Cleaning, muxing, and extracting subtitles using ffmpeg and the Python srt library

I became a huge subtitle user when I met my wife. We both like to watch a lot of non-English/non-Chinese movies, and while I use English subtitles, she prefers to have subtitles in Chinese most of the time since she can read it faster than English.

Over the years of doing this I've acquired quite a lot of knowledge in this area, and built quite a few tools to help. This post is a way of introducing them to the world, and hopefully it will help anyone in a similar predicament to mine.

Things you will need:

Conversion from other formats to SRT

The SRT format is by far my favourite subtitle format. Its spec has its oddities (not least that there is no widely accepted formal spec), but in general if you stick to the accepted commonalities of the format between media players, you'll find it's not only simple, but easy to modify and script around.

If you have another format, like SSA, for example, you'll probably find that ffmpeg does a pretty good job converting it with ffmpeg -i foo.ssa foo.srt.

Acquiring subtitles

I won't go into too much detail on this, since you probably will have good enough luck Googling "[movie] [language] subtitle", but here are some recommendations:

Fixing encoding problems

All of the SRT tools take UTF-8 as input, since it's a sane, reasonable encoding across the board. You may find that your subtitles are not encoded as UTF-8 and require conversion.
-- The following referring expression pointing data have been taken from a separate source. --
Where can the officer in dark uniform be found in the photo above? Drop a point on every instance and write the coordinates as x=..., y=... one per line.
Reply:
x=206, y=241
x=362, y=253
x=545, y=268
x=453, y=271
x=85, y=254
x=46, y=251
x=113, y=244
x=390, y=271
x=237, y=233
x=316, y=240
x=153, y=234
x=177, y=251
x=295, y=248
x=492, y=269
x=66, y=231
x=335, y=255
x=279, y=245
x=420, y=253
Let's take Chinese subtitles as an example, as they often use country-preferred encoding schemes. Chinese subtitles usually come encoded as Big5 or GB18030.

I personally find that enca is pretty good at detecting the encoding and converting it appropriately. You can call it as enca -c -x UTF8 -L <language iso code> <sub> to convert subtitles to UTF-8 based on encoding detection heuristics, regardless of their source encoding.

Extracting subtitles from a video file

I'll assume you're using a Matroska file, since they're so popular nowadays, but much of this will also apply elsewhere.

Inside an MKV file are multiple streams. They contain things like the video data, the audio data, and subtitles. You can list them with ffprobe:

% ffprobe ES.mkv |& grep Stream
    Stream #0:0: Video: h264 (High), yuv420p(tv, bt709), 1024x554, SAR 1:1 DAR 512:277, 23.98 fps, 23.98 tbr, 1k tbn, 47.95 tbc (default)
    Stream #0:1(eng): Audio: ac3, 48000 Hz, 5.1(side), fltp, 448 kb/s (default)
    Stream #0:2(eng): Audio: aac (HE-AAC), 48000 Hz, stereo, fltp
    Stream #0:3(eng): Subtitle: subrip
    Stream #0:4(spa): Subtitle: subrip
    Stream #0:5(fre): Subtitle: subrip

Looking at the three streams marked "Subtitle", you can see that we have English, Spanish, and French subtitles available in this MKV.

Say you want to extract the Spanish subtitle to an SRT file. When converting, ffmpeg will pick the first suitable stream that it finds – by default, then, you will get the English subtitle. To avoid this, you can use -map to select the Spanish subtitle for output.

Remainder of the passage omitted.